# [request] kid yamamoto vs jujitsu guy



## sendo (Nov 26, 2006)

anyone have a link to the video where yamamoto is going against some jujitsu guy? it pretty much looks like freestyle wrestling vs jujitsu....yamamoto is wearing some tight white shorts and the jujitsu guy is wearing his jujitsu outfit....sorry thats the best i could explain >.< but i realy want to see this video again


----------



## sendo (Dec 3, 2006)

/bump

any video of yamamoto wrestling would be fine actually


----------



## Shogun (Dec 3, 2006)

did you check youtube or myspace video?

they are loaded with random vids. I'll check a little later.

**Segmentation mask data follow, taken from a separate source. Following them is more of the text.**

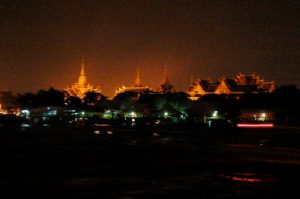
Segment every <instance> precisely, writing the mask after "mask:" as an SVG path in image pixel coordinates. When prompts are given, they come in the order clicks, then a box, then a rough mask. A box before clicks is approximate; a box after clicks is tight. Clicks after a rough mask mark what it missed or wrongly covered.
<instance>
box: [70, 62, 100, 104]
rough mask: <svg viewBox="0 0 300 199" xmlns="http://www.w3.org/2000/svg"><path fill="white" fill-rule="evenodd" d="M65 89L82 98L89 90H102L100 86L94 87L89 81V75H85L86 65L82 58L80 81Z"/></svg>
mask: <svg viewBox="0 0 300 199" xmlns="http://www.w3.org/2000/svg"><path fill="white" fill-rule="evenodd" d="M65 91H66V92H67V94H68V95H69V96H74V97H78V98H80V99H81V100H82V99H83V98H84V97H85V94H86V93H87V92H95V93H100V92H101V90H100V87H99V86H97V87H96V88H94V87H93V86H92V85H91V84H89V83H88V82H87V77H86V75H85V65H84V61H83V59H82V64H81V71H80V75H79V78H78V81H77V82H76V83H75V84H73V85H72V86H71V87H67V88H66V89H65Z"/></svg>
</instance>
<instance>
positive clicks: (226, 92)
mask: <svg viewBox="0 0 300 199" xmlns="http://www.w3.org/2000/svg"><path fill="white" fill-rule="evenodd" d="M275 88H276V87H275V83H274V81H271V82H266V81H264V79H263V78H261V77H260V76H259V75H257V74H255V73H254V74H250V75H244V74H242V73H239V74H238V75H236V77H235V78H233V79H230V78H225V77H222V78H220V79H219V80H218V82H217V83H212V82H211V81H210V80H199V79H198V80H196V81H194V82H193V83H192V84H191V86H190V88H189V90H188V92H187V94H188V95H189V99H191V100H198V99H199V98H200V97H201V96H203V95H207V94H218V95H221V94H225V95H235V96H239V95H242V94H244V93H260V92H269V93H271V92H274V90H275Z"/></svg>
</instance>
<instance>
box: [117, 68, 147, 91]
mask: <svg viewBox="0 0 300 199" xmlns="http://www.w3.org/2000/svg"><path fill="white" fill-rule="evenodd" d="M124 92H135V93H139V94H140V93H149V92H152V89H150V88H149V87H148V86H143V85H142V83H141V79H140V71H139V70H137V72H136V79H135V82H134V84H133V86H128V87H127V86H122V87H120V88H119V89H117V90H116V91H115V95H118V94H120V93H124Z"/></svg>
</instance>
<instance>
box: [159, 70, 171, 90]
mask: <svg viewBox="0 0 300 199" xmlns="http://www.w3.org/2000/svg"><path fill="white" fill-rule="evenodd" d="M158 92H160V93H175V87H174V86H173V85H172V84H171V83H170V81H169V78H168V69H167V68H165V70H164V77H163V80H162V83H161V84H160V85H159V88H158Z"/></svg>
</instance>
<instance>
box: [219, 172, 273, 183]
mask: <svg viewBox="0 0 300 199" xmlns="http://www.w3.org/2000/svg"><path fill="white" fill-rule="evenodd" d="M221 176H222V177H224V178H227V179H230V180H232V181H235V182H245V183H260V182H272V181H275V180H276V179H275V178H274V177H273V176H272V175H268V174H260V173H233V174H232V175H221Z"/></svg>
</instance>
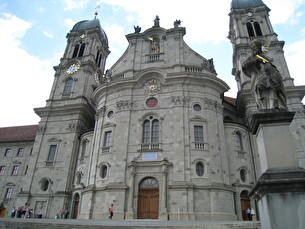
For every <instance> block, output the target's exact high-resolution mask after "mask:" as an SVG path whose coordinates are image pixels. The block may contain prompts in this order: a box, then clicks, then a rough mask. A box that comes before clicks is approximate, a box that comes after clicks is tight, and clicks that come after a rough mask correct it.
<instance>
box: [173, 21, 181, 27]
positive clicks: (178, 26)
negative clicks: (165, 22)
mask: <svg viewBox="0 0 305 229" xmlns="http://www.w3.org/2000/svg"><path fill="white" fill-rule="evenodd" d="M179 25H181V21H180V20H176V21H174V28H178V27H179Z"/></svg>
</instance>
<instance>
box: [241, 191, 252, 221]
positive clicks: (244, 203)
mask: <svg viewBox="0 0 305 229" xmlns="http://www.w3.org/2000/svg"><path fill="white" fill-rule="evenodd" d="M240 202H241V213H242V217H243V220H250V219H249V217H248V215H247V209H248V208H250V209H251V205H250V198H249V192H248V191H247V190H244V191H242V192H241V193H240Z"/></svg>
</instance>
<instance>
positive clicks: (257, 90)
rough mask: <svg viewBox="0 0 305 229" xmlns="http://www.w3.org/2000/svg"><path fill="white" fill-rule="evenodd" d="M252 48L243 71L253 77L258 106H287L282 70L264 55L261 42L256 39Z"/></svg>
mask: <svg viewBox="0 0 305 229" xmlns="http://www.w3.org/2000/svg"><path fill="white" fill-rule="evenodd" d="M251 49H252V55H251V56H249V57H248V58H247V60H246V61H245V62H244V63H243V66H242V71H243V72H244V73H245V75H246V76H248V77H250V78H251V91H252V94H253V96H254V98H255V101H256V104H257V106H258V108H259V109H274V108H280V107H284V108H287V105H286V94H285V91H284V85H283V82H282V77H281V74H280V72H279V71H278V70H277V68H276V67H275V66H274V65H273V64H272V63H271V62H270V60H269V59H268V58H267V57H265V56H264V55H263V51H262V43H261V42H259V41H254V42H253V43H252V45H251Z"/></svg>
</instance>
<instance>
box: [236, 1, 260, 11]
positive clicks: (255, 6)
mask: <svg viewBox="0 0 305 229" xmlns="http://www.w3.org/2000/svg"><path fill="white" fill-rule="evenodd" d="M257 6H266V5H265V4H264V3H263V1H262V0H232V3H231V8H233V9H242V8H249V7H257Z"/></svg>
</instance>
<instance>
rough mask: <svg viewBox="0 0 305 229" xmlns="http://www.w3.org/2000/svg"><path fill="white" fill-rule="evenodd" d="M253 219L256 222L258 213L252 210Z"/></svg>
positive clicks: (252, 217)
mask: <svg viewBox="0 0 305 229" xmlns="http://www.w3.org/2000/svg"><path fill="white" fill-rule="evenodd" d="M251 217H252V220H253V221H255V220H256V212H255V210H254V209H253V208H252V209H251Z"/></svg>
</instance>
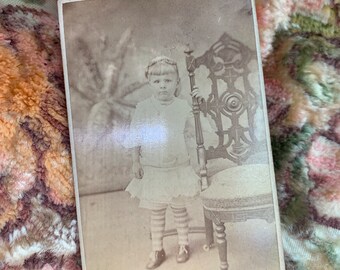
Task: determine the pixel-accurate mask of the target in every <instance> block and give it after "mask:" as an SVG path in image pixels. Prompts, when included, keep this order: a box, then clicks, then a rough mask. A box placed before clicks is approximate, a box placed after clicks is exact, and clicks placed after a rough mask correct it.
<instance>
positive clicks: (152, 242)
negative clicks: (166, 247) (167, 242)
mask: <svg viewBox="0 0 340 270" xmlns="http://www.w3.org/2000/svg"><path fill="white" fill-rule="evenodd" d="M165 212H166V208H164V209H158V210H151V222H150V223H151V242H152V250H153V251H159V250H162V249H163V235H164V230H165Z"/></svg>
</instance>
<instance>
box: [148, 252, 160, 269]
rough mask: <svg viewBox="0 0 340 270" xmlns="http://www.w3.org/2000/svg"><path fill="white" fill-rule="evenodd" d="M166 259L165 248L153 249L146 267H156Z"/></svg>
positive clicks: (151, 267) (149, 268)
mask: <svg viewBox="0 0 340 270" xmlns="http://www.w3.org/2000/svg"><path fill="white" fill-rule="evenodd" d="M164 261H165V251H164V249H162V250H158V251H152V252H151V254H150V260H149V262H148V264H147V265H146V269H155V268H157V267H158V266H160V265H161V264H162V263H163V262H164Z"/></svg>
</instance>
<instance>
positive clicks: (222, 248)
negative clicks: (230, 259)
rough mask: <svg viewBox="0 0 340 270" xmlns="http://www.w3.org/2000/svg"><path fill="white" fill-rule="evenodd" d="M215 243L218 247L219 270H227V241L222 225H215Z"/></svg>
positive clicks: (221, 224) (223, 225) (223, 224)
mask: <svg viewBox="0 0 340 270" xmlns="http://www.w3.org/2000/svg"><path fill="white" fill-rule="evenodd" d="M215 231H216V238H217V240H216V242H217V247H218V253H219V256H220V269H221V270H228V261H227V240H226V234H225V226H224V224H223V223H219V224H216V228H215Z"/></svg>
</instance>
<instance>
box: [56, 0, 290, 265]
mask: <svg viewBox="0 0 340 270" xmlns="http://www.w3.org/2000/svg"><path fill="white" fill-rule="evenodd" d="M58 4H59V19H60V33H61V41H62V55H63V64H64V66H63V67H64V75H65V87H66V93H67V106H68V118H69V119H68V120H69V126H70V136H71V147H72V165H73V177H74V180H75V183H76V185H77V186H76V193H77V195H78V196H79V197H78V198H77V210H78V220H79V226H80V227H79V229H80V234H81V237H80V238H81V255H82V264H83V269H87V270H115V269H117V270H118V269H132V270H139V269H160V270H173V269H178V270H181V269H182V270H184V269H185V270H191V269H192V270H210V269H216V270H217V269H220V270H227V269H229V270H244V269H252V270H257V269H258V270H265V269H268V270H276V269H278V270H282V269H284V260H283V251H282V243H281V233H280V220H279V212H278V203H277V195H276V187H275V178H274V169H273V163H272V154H271V147H270V141H269V130H268V119H267V110H266V101H265V93H264V87H263V77H262V68H261V62H260V61H261V59H260V56H259V41H258V33H257V26H256V23H255V22H256V14H255V10H254V3H253V1H251V0H212V1H208V2H207V1H204V0H163V1H160V0H129V1H127V0H125V1H124V0H80V1H79V0H78V1H72V0H71V1H70V0H59V3H58Z"/></svg>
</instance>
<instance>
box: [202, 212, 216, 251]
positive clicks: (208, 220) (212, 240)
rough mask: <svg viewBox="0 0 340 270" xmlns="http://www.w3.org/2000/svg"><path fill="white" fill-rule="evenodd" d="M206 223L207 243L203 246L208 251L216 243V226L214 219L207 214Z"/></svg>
mask: <svg viewBox="0 0 340 270" xmlns="http://www.w3.org/2000/svg"><path fill="white" fill-rule="evenodd" d="M204 225H205V239H206V240H205V241H206V245H205V246H204V247H203V248H204V250H206V251H208V250H209V249H210V247H211V246H212V244H213V243H214V226H213V222H212V220H210V219H208V218H207V217H206V216H204Z"/></svg>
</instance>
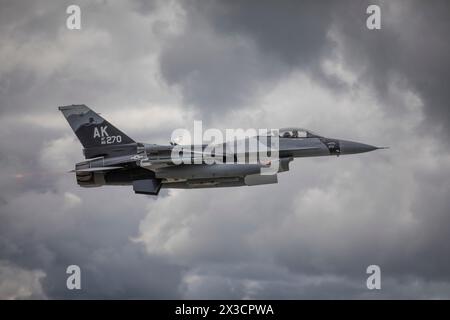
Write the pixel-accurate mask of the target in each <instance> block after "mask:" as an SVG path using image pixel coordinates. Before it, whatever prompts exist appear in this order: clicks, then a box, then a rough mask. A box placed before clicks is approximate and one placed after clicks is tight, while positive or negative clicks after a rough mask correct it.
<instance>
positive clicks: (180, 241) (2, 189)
mask: <svg viewBox="0 0 450 320" xmlns="http://www.w3.org/2000/svg"><path fill="white" fill-rule="evenodd" d="M70 4H78V5H79V6H80V7H81V23H82V29H81V30H78V31H77V30H68V29H67V28H66V18H67V16H68V15H67V14H66V8H67V6H68V5H70ZM369 4H378V5H379V6H380V8H381V30H375V31H370V30H368V29H367V28H366V19H367V16H368V15H367V14H366V8H367V7H368V5H369ZM449 7H450V5H449V3H448V2H447V1H436V0H433V1H427V2H424V1H412V0H411V1H407V0H403V1H402V0H396V1H375V0H373V1H370V2H367V1H320V2H318V1H292V2H289V1H276V2H275V1H175V0H173V1H172V0H169V1H153V2H152V1H128V2H125V1H107V0H103V1H100V0H99V1H24V0H20V1H4V0H2V1H0V136H1V142H0V164H1V171H0V298H3V299H11V298H17V299H26V298H44V299H45V298H48V299H51V298H80V297H83V298H156V299H161V298H175V299H178V298H182V299H195V298H201V299H207V298H222V299H228V298H233V299H243V298H257V299H259V298H261V299H266V298H267V299H281V298H286V299H303V298H325V299H340V298H364V299H366V298H367V299H377V298H450V200H449V194H450V151H449V150H450V148H449V147H450V144H449V142H448V141H449V138H450V126H449V123H450V119H449V115H450V112H449V110H450V109H449V107H450V106H449V101H450V90H449V89H448V86H449V83H450V62H449V60H448V58H449V57H450V43H449V41H448V35H449V34H450V17H449V13H450V8H449ZM77 103H84V104H87V105H88V106H90V107H92V108H93V109H94V110H96V111H98V112H101V113H102V114H103V116H105V117H106V118H108V119H109V120H110V121H111V122H112V123H114V124H115V125H117V126H118V127H119V128H121V129H122V130H123V131H125V132H126V133H127V134H129V135H130V136H132V137H133V138H135V139H136V140H139V141H144V142H154V143H167V142H168V140H169V137H170V134H171V132H172V130H173V129H175V128H191V127H192V124H193V121H194V120H203V122H204V127H216V128H220V129H225V128H266V127H269V128H277V127H286V126H301V127H306V128H310V129H311V130H314V131H317V132H319V133H321V134H322V135H325V136H331V137H337V138H343V139H349V140H356V141H361V142H366V143H370V144H374V145H383V146H384V145H386V146H390V147H391V149H389V150H382V151H381V150H380V151H376V152H372V153H368V154H362V155H354V156H342V157H339V158H336V157H325V158H306V159H298V160H296V161H295V162H294V163H292V164H291V171H290V172H289V173H282V174H281V175H280V176H279V184H278V185H267V186H256V187H241V188H225V189H214V190H169V191H163V192H162V193H161V194H160V196H159V197H158V198H155V197H150V196H142V195H134V193H133V191H132V189H131V188H129V187H104V188H98V189H91V190H89V189H82V188H79V187H78V186H77V185H76V181H75V179H74V176H73V175H72V174H69V173H67V172H68V171H69V170H71V169H72V168H73V165H74V163H75V162H77V161H81V160H82V159H83V156H82V153H81V146H80V144H79V142H78V141H77V140H76V139H75V136H74V134H73V133H72V131H71V130H70V128H69V126H68V125H67V123H66V121H65V120H64V118H63V117H62V115H61V114H60V113H59V112H58V111H57V106H59V105H67V104H77ZM71 264H77V265H79V266H80V267H81V270H82V287H83V288H82V290H81V291H77V292H74V291H69V290H67V289H66V277H67V275H66V273H65V271H66V267H67V266H68V265H71ZM372 264H376V265H379V266H380V267H381V272H382V289H381V290H373V291H370V290H368V289H367V288H366V278H367V274H366V268H367V266H369V265H372Z"/></svg>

oh, and no need to bump here, people won't resond unless they have something to say unlike sherdog.


----------



## sendo (Dec 4, 2006)

ok thanks...and i checked youtube and theres mostly highlight videos of him and MMA videos

couldnt find any strictly grappling/wrestling matches


----------



## Shogun (Dec 5, 2006)

Yeah I checked myself. I haven't seen any grappling matches on there. you may want to find out what events he's competed in and then search those events. even if you have to pay for the dvds.


----------



## sendo (Dec 11, 2006)

http://video.google.com/videoplay?docid=-5940312112607720426
6:48 - 6:54 are the kinds of matches i want to see


----------